Et alors, un éclair aveuglant l'éblouit suivit de peu par une détonation assourdissante. Harry eut tout juste le temps de sentir la paume tiède de Draco se refermer sur la sienne et la sensation désagréable du transplanage. Puis plus rien. Plus rien – non rien – ne le retiendrait auprès de la communauté magique.
D'ici quelques minutes, les habitants du Chemin de Traverse et tous ses amis découvriraient catastrophés que Draco Malfoy l'avait soit disant tué. Pendant ce temps, lui, il pourrait enfin vivre comme il l'avait toujours entendu : libre de toutes responsabilités.
L'odeur de la mer emplit les poumons de Harry qui se redressa et éclata de rire en voyant l'onde s'agiter quelques mètres en contrebas.
– On l'a fait ! s'écria-t-il.
– Pas si vite. Viens par-là on doit changer nos identités.
Draco avait étudié lors de sa formation de Mangemort les procédés pour changer d'apparence et était devenu un des experts. Harry se souvient d'ailleurs encore de la fois où il avait modifié ses traits et sa carrure pour qu'il devienne son « cousin Otto » lors de sa première soirée au Gaslight.
Draco suivait scrupuleusement ses indications et Harry grandit d'au moins cinq centimètres, devint châtain et ses yeux virèrent à un bleu terne, presque impersonnel. Draco regrettait ce choix de soudaine banalité, mais il valait mieux ne pas avoir un physique hors du commun pour ne pas attirer l'attention sur soi. Et puis, il se fera sans doute à l'idée de devoir embrasser le type en face de lui et non Harry.
Il balaya cette pensée de son esprit et se concentra sur sa propre apparence : Draco préféra de loin rester blond, mais d'une couleur un peu plus ordinaire que celle d'avant. Ses yeux virèrent aux marrons et son nez était désormais légèrement retroussé.
– Bonjour, je m'appelle... Mmh, j'en ai aucune idée pour l'instant. Ça fait juste trop bizarre.
– Ouais, c'est sûr.
Il sortit de son petit sac en peau de moke que Hagrid lui avait offert des vêtements rétrécis et ils se déshabillèrent malgré le froid et la pluie glacée qui commençait à tomber.

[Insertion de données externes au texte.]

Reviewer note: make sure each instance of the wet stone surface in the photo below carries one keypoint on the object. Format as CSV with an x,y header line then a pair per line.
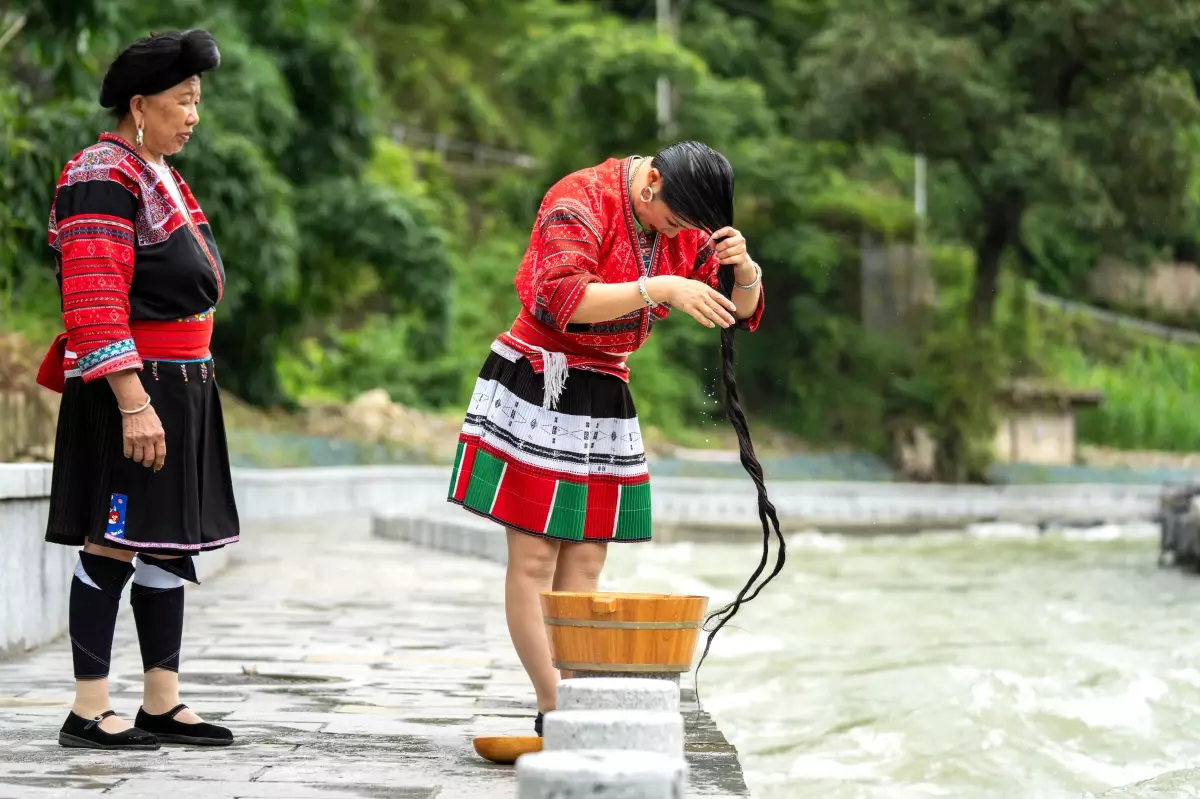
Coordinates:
x,y
345,666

– Je nous ai fabriqué des faux papiers, éluda Draco. Dès que tu auras choisi ton nom, il s'inscrira sur tous les dossiers du gouvernement moldu.
– Comment est-ce que...
– Un avantage d'avoir pleinement assumé sa carrière de Directeur du Département de Reconstruction. Et puis, Hypérion m'a expliqué brièvement comment ils faisaient avec les Cracmols pour les insérer. Je m'en suis inspiré.
Une fois complètement vêtus de jeans et de leur sweat-shirt, Harry et Draco restèrent un long moment silencieux : ils étaient désormais d'autres personnes complètement ordinaires, sans attaches. Rien ne pourra les faire revenir à la triste réalité de leur existence.
Harry ne pouvait pas bien savoir si Draco avait pris cette décision pour lui, ou parce qu'il en avait marre de la tournure que prenait son existence, mais maintenant qu'il était là, ça lui faisait du bien de ne plus se savoir seul face à cette nouvelle aventure. Désormais, le monde était à eux.
– Que fait-on maintenant ?
– On peut commencer par descendre cette colline, répondit Harry en lui prenant la main.